You see, the dominant worldview in 21st Century Western culture traces its roots to Newton’s mechanical view of the world. And as his intellectual descendants, the overarching American narrative is that progress is linear and inevitable, and that through enough effort we can mechanistically change the world. (e.g., pop pills to fix the body, exert more force to get more work done, enact new technocratic policies to repair tears in our social fabric).
To be sure, the Newtonian worldview has brought us stunning advances in science and technology. (I’m grateful to not live like a medieval peasant, and thankful that Covid vaccines were developed in record time!)
But, the Newtonian focus on mechanically mastering the external world came at the expense of hollowing out our inner worlds. Science brought us to frontiers like the moon, but without the equivalent inner journey as a culture.
By treating what can’t be labeled or analyzed using the scientific method as dragon territory, it left us bewildered and struggling to respond to what we judge as “irrational”.
The pundit class, for example, was blindsided by the forces that led to Trump’s ascent. Intellectual elites — raised to believe in “polite meritocracy” — couldn’t have imagined today’s “Stop the Steal” efforts or the rise of white nationalism. Technocrats were never trained to respond to the deeper crises of belonging and meaning that plague our dislocating times.
As a result of this inner hollowing, the Newtonian mind simply does not know how to process, let alone respond to great suffering — both ours and others’.
It’s why prior to 2020 the biggest dragons of our time — racial injustice, economic immobility, and climate change — remained largely unaddressed and left to fester in our societal shadow.
Act 3: Dis-Identification — before beginning again.
Unlearning a worldview — especially one we’ve been living in for ~350 years — is excruciating. You see, our egos can’t tell the difference between physical death and identity death. And so at this stage, it can feel like we’re being crucified.
But the good news is that we’re probably not actually dying.
For this unlearning phase, our Newtonian minds need to learn to stand down.

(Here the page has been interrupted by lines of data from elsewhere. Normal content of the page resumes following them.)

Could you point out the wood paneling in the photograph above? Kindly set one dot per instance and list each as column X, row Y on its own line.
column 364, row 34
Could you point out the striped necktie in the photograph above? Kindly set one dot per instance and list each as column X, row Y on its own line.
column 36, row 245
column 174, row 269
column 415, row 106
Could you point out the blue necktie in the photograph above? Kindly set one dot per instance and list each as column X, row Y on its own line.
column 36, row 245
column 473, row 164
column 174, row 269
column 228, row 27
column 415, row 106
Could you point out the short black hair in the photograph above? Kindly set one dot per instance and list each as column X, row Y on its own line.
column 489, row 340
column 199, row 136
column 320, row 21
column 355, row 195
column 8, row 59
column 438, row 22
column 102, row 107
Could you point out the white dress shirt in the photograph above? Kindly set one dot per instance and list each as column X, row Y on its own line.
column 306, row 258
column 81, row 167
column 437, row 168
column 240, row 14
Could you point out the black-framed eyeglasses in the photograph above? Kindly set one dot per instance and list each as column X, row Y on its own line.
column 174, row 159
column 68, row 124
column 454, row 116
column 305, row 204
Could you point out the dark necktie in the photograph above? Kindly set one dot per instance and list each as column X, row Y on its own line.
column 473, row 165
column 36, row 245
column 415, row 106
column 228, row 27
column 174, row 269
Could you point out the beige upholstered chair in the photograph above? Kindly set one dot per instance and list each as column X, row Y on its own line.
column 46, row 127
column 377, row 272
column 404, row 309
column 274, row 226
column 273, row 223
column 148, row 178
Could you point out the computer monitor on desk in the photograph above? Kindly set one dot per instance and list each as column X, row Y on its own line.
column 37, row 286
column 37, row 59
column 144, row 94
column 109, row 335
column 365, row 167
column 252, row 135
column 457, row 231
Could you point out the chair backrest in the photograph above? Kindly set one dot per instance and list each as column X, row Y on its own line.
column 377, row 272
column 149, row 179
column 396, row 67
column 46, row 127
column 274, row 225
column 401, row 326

That is, rather than pretend that our minds have all the answers, we need to learn to cultivate other forms of knowing — like our emotions, bodily intelligence, and gut instincts.
The mind, overwhelmed by what it cannot understand, needs the heart’s intelligence to respond to the great suffering of our time with great love.
The intellect terrified of what it has tossed into the shadow needs the body’s strength to face what it has not wanted to see.
And in the midst of turbulent change, only the gut can respond fast enough to the disruptions erupting daily.
What gives me hope for 2021 and the decades beyond is that the Renaissance — after the Bubonic Plague — was the beautiful sequel to the Medieval period.
Back in the Dark Ages, Europe was gripped by a fixed worldview. It was believed that the world order was ordained by God, and so serfs accepted their lot in life under feudal lords. Life was believed to be largely static.
It was only when the Bubonic Plague radically upended all facets of life that old certainties were questioned. When the Plague showed that the world was highly dynamic and unpredictable, there was a rediscovery of ancient humanistic wisdom on how to actively realize one’s full potential. With the specter of death hanging over people daily, it led to an intense desire to experience the pleasures of life and the flourishing of the arts.
In the language of modern psychology, there was a massive shift from a fixed to growth mindset. Or in the language of Thomas Kuhn, father of the study of paradigm shifts, the Renaissance showed how we evolve toward truth not through linear increments, but through explosive leaps when old worldviews no longer hold up.
It feels like we’re potentially on the brink of a similarly significant revolution over the next few years. Hard, yes; but better than Cats.